Will this approach be as effective against Walker as it was against Loeffler? The world is a different place than it was on Jan. 5, 2021. The Jan. 6 committee hearings are reminding us the difference that only one day can make in the future of a centuries–old democracy. The election of Warnock and Ossoff, and the attendant shift of power in the Senate, triggered a backlash tsunami of “election-integrity” laws unchecked because of the gutting of the Voting Rights Act. These laws, critics say, will disproportionately keep constituents of color, who are Warnock’s base, from voting.

Warnock stands before the congregation at Ebenezer’s Sunday Service, May 8
Wayne Lawrence for TIME

Further, as the Jan. 6 committee hearings have demonstrated, radical voices in government have in turn radicalized the citizenry. Warnock is concerned that because of gerrymandering, “These extreme personalities emerge … so they don’t reflect what it’s actually like. It’s like holding a magnifying glass.” When he says this, he means that the magnifying glass distorts and enlarges, but there is another way to read this metaphor. A magnifying glass, held in the sun at the right angle, can start a fire.

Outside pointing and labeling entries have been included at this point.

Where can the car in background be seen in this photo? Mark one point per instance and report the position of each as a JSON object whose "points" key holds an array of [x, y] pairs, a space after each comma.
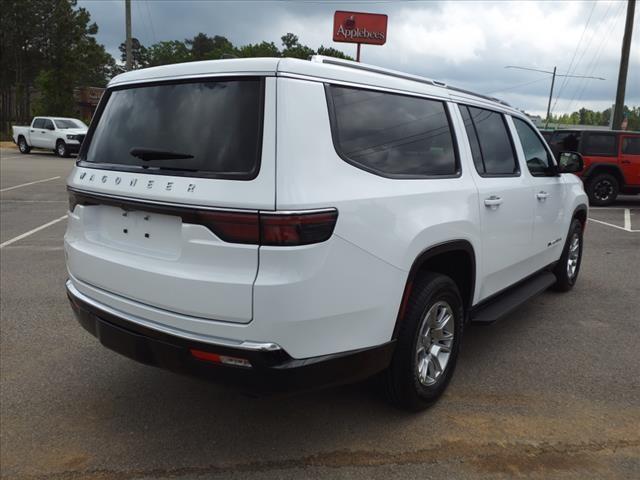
{"points": [[62, 135], [611, 161]]}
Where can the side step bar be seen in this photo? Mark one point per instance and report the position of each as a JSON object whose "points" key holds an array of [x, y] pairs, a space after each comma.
{"points": [[511, 299]]}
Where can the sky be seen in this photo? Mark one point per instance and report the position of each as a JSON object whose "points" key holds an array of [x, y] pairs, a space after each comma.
{"points": [[463, 43]]}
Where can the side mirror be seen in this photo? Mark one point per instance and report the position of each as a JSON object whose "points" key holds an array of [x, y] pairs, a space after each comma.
{"points": [[570, 162]]}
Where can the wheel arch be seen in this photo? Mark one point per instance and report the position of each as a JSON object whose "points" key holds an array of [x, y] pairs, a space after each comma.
{"points": [[454, 258], [580, 212]]}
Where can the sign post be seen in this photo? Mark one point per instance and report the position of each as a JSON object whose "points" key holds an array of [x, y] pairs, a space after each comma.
{"points": [[359, 28]]}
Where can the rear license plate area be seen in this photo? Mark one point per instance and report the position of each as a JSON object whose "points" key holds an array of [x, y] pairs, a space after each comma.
{"points": [[138, 231]]}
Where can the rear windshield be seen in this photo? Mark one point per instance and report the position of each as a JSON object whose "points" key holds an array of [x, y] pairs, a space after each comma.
{"points": [[203, 128], [63, 123]]}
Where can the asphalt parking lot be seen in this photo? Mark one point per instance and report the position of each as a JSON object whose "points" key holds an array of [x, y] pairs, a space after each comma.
{"points": [[553, 391]]}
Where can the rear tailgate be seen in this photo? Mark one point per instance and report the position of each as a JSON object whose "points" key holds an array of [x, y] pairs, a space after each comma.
{"points": [[159, 162]]}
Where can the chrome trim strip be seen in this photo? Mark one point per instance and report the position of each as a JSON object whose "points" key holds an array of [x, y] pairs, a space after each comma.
{"points": [[156, 202], [199, 207], [222, 342], [195, 76]]}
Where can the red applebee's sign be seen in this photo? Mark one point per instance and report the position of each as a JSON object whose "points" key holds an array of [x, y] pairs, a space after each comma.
{"points": [[355, 27]]}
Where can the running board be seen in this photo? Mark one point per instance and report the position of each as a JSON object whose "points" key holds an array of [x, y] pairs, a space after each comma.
{"points": [[507, 302]]}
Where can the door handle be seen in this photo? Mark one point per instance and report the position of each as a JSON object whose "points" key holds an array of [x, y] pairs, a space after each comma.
{"points": [[542, 195], [493, 201]]}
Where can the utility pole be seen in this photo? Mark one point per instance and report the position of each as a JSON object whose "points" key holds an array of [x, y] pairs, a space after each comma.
{"points": [[127, 10], [553, 80], [618, 111]]}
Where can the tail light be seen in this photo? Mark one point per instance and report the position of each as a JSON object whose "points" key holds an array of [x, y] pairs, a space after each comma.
{"points": [[273, 229], [297, 228], [283, 229]]}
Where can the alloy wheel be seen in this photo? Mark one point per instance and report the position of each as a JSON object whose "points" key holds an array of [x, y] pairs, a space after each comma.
{"points": [[603, 190], [434, 344]]}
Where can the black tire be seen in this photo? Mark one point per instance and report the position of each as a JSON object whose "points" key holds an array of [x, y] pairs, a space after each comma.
{"points": [[404, 386], [603, 189], [565, 279], [23, 146], [61, 149]]}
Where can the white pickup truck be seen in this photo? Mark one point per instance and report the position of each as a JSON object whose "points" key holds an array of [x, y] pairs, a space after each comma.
{"points": [[62, 135]]}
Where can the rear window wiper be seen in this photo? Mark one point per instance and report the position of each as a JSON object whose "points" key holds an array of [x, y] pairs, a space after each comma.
{"points": [[147, 154]]}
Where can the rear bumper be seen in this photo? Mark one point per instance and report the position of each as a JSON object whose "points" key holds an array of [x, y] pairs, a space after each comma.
{"points": [[272, 369]]}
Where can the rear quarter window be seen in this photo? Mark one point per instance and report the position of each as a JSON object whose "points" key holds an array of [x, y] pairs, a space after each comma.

While the matter at hand is the November election, larger questions loom. Can the sparks that threaten the dry kindling of our democracy be extinguished at the ballot box? In an era of rage and political violence, can a reverend chart a path that gives him victory without fanning the flames?

It is now that his identities as Senator Warnock and Reverend Warnock overlap so tightly there is no way to know where one duty takes over for the other. “So maybe because I am a preacher and I theorize about the complex nature of human beings. Yes, they are inherently flawed, and yet there is glory. Democracy will expand, and there are moments where it contracts. But even contractions are necessary for birth. So I keep moving, and maybe it’s because I am a Baptist preacher who preaches every Sunday.”